Un gendarme lui demande par hasard si elle a entendu parler du SPT. Le traumatisme finit par être diagnostiqué six mois après. Commence alors un long combat. Rosalie, qui travaille par ailleurs et s'occupe de ses quatre enfants, doit accompagner son mari à tous ses rendez-vous. Elle le supplée même dans ses tâches administratives. Pour l'épouse, il s'agit d'un tunnel interminable dont on ne voit jamais la fin. Combien de couples résistent à de telles épreuves ? À en croire les spécialistes, les divorces sont légion chez les blessés psychiques de guerre.

Quand elle n'éclate pas en cours de route, la famille peut à l'inverse constituer une ancre à laquelle le patient pourra se raccrocher. C'est le cas du colonel Éric, qui a échappé à la mort au Mali à deux reprises, lorsque son véhicule a sauté sur une mine artisanale en 2017, puis lorsque son unité a été prise sous un tir de mortier à Kidal peu de temps après. À son retour, cet officier qui ne jurait que par les « Opex », les missions à l'étranger, sombre dans une forme de dépression et d'atonie qui l'empêche de reprendre le travail. Son épouse, assistante sociale, prend alors une heure par jour pour discuter de sa journée sous la forme d'un briefing.

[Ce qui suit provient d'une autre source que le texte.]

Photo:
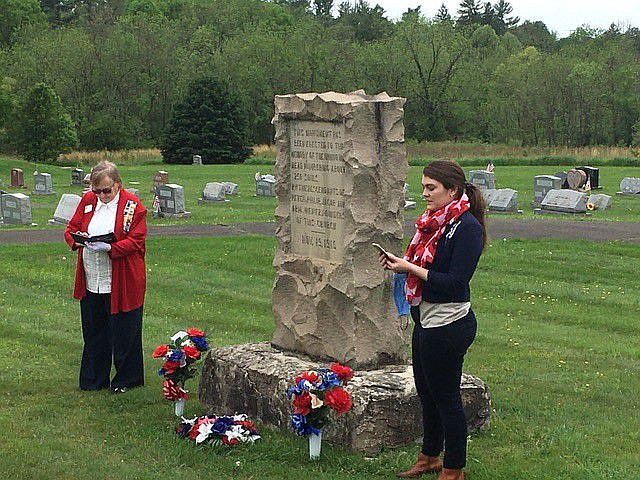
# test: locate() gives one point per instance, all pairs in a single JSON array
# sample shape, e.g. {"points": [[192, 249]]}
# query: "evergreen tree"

Il finira par surmonter son traumatisme, grâce à son aide et à des séances d'EMDR, une psychothérapie par mouvements oculaires qui cible les mémoires traumatiques des individus. Mais il a l'impression que ses enfants ont été un peu mis de côté pendant sa convalescence. « Les deux derniers n'ont pas fait d'études supérieures, regrette-t-il. Je me sens responsable. » Toujours en contact avec son psychiatre, il continue de travailler dans l'armée mais sur des postes qui ne l'envoient pas à l'étranger. « J'ai assez donné pour la France. »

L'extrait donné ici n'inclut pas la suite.